Today's readings are so beautiful and so profound that I'm afraid I won't do them justice. We could meditate on each one of them for hours and hours.
I believe that today we should look at the infinite love of the Father and the Son for us - a love that led them to the madness of the Cross. Saint Paul told us that the Father gave up his Son for us. When did the Father give us his Son Jesus? Hearing these words, surely many of us thought of the Passion and death of Jesus. However, in his commentary on the Letter to the Romans, Saint Thomas Aquinas says something very beautiful. He speaks not only of the Passion, but also of the Incarnation. He points out that the Father gave his Son when he placed into his human heart the love that the Father had and has for men, in such a way that Jesus accepted the suffering of his Passion moved by love for us. This is so beautiful from so many different perspectives.
The love that the Father places in the Heart of his Son is the Holy Spirit, so the work of Redemption is a work of the three divine Persons. The gift of the Father does not consist in abandoning his Son Jesus to the sufferings of the Passion. The way to surrender Christ consists in placing in his human Heart the infinite love that He, the Father, feels for us. When the Heart of Jesus receives that love, which is the love of the Father, He is inflamed with the same love and the same desires to save the world. Christ loves in his human will and heart with the love of his Father and in that love he loves us, and by loving us in this way, he feels compelled by love to give his life for our salvation. Christ is not forcibly handed over to death. The Father's infinite love for us fills his Heart, and he offers himself to suffering, freely wanting to suffer for love of us.
For this reason, today we are invited to see Jesus as the beloved Son of the Father. "This is my beloved Son." He says of Jesus in the account of the Transfiguration. In that love of the Father for Jesus Christ, He also includes us and says to us: “You are my beloved child. I love you so much that I give you my only Son, Jesus. He and I, with and in the same love, want your redemption. We accept the mystery of the Cross for love of you.”
I believe that today we must pay special attention to the sacrifice of God the Father. We tend to focus on the sacrifice of the Son, of Jesus Christ, and do not think about what God the Father offers for us. In the first reading we heard the account of the sacrifice of Isaac. Father Mendizábal used to say that actually we should call it Abraham's sacrifice! What God is really asking for is not the death of the son, but the willingness of the father to offer what he loves most. If Isaac is the image of Christ, whose image is Abraham? God the Father!

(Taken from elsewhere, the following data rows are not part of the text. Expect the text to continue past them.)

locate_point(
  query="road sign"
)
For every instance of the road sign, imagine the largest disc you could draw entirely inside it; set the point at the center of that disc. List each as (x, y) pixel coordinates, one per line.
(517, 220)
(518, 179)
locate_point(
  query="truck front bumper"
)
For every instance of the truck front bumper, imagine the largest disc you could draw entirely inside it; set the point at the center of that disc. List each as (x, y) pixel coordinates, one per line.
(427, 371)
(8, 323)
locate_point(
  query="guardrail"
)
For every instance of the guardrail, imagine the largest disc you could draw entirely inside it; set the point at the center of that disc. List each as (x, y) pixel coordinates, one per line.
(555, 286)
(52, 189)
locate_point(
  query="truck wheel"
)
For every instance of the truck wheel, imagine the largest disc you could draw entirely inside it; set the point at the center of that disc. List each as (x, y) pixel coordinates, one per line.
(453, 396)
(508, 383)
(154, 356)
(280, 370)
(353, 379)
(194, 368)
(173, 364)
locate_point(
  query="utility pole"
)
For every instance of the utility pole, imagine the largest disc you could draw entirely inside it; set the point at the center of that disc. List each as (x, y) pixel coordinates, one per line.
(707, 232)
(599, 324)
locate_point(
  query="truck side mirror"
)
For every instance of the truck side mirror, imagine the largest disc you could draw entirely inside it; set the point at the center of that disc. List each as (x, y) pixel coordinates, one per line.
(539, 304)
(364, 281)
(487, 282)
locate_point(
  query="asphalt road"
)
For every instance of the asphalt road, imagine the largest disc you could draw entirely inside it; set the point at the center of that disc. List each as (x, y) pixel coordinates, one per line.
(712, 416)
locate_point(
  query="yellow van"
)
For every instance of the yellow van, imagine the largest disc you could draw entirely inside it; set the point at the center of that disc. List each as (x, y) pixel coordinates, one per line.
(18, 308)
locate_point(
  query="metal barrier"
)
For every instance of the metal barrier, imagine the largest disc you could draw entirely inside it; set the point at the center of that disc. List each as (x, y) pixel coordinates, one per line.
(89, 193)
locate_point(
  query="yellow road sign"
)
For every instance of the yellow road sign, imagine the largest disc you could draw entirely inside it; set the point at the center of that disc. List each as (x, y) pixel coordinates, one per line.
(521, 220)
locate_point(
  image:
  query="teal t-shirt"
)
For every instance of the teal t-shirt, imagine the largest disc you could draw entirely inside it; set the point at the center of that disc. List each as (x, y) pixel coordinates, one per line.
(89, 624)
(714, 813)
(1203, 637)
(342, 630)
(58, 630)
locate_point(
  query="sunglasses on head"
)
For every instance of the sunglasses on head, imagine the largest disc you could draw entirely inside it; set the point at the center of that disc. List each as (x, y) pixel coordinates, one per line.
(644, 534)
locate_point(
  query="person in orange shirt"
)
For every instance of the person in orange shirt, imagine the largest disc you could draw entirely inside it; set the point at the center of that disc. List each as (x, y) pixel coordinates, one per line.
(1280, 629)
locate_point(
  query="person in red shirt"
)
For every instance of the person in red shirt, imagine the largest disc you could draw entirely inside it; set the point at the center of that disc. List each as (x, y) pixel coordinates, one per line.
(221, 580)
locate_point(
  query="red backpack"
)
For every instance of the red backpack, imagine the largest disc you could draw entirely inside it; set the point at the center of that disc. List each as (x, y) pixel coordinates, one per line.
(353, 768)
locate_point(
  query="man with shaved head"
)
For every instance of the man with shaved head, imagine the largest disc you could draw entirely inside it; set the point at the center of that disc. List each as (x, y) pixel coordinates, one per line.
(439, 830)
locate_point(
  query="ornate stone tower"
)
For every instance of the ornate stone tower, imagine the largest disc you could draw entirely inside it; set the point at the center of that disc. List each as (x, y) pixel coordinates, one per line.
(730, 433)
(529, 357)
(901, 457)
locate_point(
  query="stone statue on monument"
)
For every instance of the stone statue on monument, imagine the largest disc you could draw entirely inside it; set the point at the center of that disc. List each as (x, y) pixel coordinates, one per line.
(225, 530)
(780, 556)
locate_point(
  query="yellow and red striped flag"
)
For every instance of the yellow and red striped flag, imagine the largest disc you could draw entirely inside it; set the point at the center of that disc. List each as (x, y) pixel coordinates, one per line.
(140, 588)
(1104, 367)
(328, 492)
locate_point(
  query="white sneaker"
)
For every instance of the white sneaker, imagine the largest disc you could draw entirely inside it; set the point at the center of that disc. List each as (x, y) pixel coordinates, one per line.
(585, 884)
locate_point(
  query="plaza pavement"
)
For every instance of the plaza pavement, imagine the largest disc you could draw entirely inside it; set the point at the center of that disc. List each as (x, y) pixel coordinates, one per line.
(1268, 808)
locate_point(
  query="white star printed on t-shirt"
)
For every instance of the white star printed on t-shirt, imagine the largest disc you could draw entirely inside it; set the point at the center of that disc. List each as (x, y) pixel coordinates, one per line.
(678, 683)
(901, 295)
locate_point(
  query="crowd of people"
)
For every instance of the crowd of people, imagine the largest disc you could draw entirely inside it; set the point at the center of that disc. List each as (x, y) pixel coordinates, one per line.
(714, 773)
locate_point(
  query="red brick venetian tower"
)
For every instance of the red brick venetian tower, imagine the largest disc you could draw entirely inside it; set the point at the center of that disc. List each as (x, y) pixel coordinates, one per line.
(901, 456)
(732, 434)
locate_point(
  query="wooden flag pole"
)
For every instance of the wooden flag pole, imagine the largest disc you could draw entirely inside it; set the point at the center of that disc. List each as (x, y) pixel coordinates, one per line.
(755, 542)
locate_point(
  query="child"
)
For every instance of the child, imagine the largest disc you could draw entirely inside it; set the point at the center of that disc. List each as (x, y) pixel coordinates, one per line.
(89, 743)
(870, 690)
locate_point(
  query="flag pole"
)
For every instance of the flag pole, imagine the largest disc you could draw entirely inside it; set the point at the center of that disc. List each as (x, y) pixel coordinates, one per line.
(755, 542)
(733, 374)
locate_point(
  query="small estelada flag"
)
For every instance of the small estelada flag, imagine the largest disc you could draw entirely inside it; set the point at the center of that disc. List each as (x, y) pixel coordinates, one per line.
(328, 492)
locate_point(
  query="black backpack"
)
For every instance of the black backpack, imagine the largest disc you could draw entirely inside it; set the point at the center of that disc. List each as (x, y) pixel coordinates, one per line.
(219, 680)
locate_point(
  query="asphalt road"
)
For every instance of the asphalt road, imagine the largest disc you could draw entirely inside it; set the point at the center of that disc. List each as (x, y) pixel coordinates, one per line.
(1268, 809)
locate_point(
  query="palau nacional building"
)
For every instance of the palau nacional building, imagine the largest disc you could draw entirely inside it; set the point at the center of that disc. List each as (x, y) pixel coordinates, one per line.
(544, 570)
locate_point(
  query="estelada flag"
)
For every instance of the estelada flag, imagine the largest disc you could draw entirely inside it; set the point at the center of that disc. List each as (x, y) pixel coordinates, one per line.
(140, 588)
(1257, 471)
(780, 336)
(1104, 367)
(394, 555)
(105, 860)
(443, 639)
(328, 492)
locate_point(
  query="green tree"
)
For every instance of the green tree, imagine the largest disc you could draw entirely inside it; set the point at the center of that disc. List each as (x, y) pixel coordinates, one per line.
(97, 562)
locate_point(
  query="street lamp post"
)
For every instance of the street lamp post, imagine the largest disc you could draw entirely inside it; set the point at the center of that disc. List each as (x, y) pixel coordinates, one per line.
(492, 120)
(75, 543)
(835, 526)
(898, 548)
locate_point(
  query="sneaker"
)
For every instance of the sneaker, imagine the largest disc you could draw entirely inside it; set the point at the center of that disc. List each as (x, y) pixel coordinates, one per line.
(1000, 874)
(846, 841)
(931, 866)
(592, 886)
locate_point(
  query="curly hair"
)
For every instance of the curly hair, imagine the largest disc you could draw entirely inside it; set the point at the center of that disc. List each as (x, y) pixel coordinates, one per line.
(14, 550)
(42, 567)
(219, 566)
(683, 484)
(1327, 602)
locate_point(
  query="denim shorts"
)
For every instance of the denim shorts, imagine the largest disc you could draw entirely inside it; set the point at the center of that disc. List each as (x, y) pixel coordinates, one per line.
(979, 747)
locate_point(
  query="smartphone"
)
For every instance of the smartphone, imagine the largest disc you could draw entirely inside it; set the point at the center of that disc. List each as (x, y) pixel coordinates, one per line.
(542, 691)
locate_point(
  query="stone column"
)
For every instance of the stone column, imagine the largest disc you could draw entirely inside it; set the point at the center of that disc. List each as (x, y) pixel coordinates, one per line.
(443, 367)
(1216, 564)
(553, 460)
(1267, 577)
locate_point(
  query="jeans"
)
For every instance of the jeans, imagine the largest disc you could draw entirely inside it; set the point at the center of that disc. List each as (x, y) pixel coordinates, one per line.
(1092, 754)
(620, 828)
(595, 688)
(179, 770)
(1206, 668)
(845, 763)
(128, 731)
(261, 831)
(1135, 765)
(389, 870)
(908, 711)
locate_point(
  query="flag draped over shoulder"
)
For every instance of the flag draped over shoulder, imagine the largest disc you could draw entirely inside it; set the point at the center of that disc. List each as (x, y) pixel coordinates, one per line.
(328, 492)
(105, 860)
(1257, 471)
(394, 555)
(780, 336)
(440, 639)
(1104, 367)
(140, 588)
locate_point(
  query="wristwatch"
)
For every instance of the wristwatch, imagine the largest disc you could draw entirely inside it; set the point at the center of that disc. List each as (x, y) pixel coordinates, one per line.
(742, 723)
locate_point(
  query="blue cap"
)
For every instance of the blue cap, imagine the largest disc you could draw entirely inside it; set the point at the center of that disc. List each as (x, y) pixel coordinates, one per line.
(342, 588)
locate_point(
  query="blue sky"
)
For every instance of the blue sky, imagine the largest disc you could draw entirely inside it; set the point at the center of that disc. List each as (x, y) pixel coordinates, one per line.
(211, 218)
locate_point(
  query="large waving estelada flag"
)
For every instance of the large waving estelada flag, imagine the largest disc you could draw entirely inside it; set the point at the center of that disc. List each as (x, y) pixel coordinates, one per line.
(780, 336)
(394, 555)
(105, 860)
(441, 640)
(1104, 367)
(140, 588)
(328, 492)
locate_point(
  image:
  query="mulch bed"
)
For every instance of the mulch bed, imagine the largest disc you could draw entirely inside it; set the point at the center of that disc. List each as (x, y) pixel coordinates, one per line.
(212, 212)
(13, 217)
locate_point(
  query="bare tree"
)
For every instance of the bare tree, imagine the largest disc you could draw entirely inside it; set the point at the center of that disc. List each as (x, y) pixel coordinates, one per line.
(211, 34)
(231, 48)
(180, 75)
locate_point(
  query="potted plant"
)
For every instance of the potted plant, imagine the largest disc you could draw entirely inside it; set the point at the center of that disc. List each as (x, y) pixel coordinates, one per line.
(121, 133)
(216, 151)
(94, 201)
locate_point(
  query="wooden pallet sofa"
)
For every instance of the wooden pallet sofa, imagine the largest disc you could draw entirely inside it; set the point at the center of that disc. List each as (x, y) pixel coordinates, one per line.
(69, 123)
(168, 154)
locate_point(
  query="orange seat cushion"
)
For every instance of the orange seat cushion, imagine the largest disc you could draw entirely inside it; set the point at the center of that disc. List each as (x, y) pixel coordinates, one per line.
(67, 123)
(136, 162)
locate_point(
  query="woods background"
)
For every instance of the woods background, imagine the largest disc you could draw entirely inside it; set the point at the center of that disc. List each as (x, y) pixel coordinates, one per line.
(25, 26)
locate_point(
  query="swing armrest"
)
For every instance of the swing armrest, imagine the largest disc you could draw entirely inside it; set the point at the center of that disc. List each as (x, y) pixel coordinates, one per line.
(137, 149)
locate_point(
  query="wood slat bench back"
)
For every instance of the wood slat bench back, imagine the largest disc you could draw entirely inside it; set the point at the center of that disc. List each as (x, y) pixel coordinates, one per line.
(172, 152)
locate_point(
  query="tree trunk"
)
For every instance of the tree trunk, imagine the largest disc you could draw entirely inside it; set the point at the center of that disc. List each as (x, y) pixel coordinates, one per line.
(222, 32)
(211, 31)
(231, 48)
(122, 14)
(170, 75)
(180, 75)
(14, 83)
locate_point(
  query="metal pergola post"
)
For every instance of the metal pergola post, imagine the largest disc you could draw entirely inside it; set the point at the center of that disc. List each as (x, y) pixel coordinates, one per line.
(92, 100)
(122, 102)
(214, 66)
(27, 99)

In the giving of Christ the Father gave us what He loved the most. To give us life he offered his Son to death. In this drama of our redemption, the Son also gives himself to the Father, and both do so out of love.
Today, we can go to the Heart of Jesus, filled to overflowing with the love of the Father - who is the Holy Spirit - and drink from him in this Holy Mass. We can also ask for the grace to receive, like Jesus, the love of God in our hearts, to find there the strength and generosity to empty ourselves for God and for our brothers and sisters. We can accept his mercy, listen to Jesus when he tells us that he has not come to seek the just but the sinners and run joyfully into his embrace. We, too, strengthened by the love of God that we gather from the Heart of Jesus in the Eucharist, can embrace the mystery of pain and accept it with the joy of knowing that we, too, must pass from the Cross to light. As we will hear in the preface of this Mass "the Passion leads to the glory of the Resurrection.”
May the Father grant us the grace to listen and then to live in the love and word of his Son Jesus.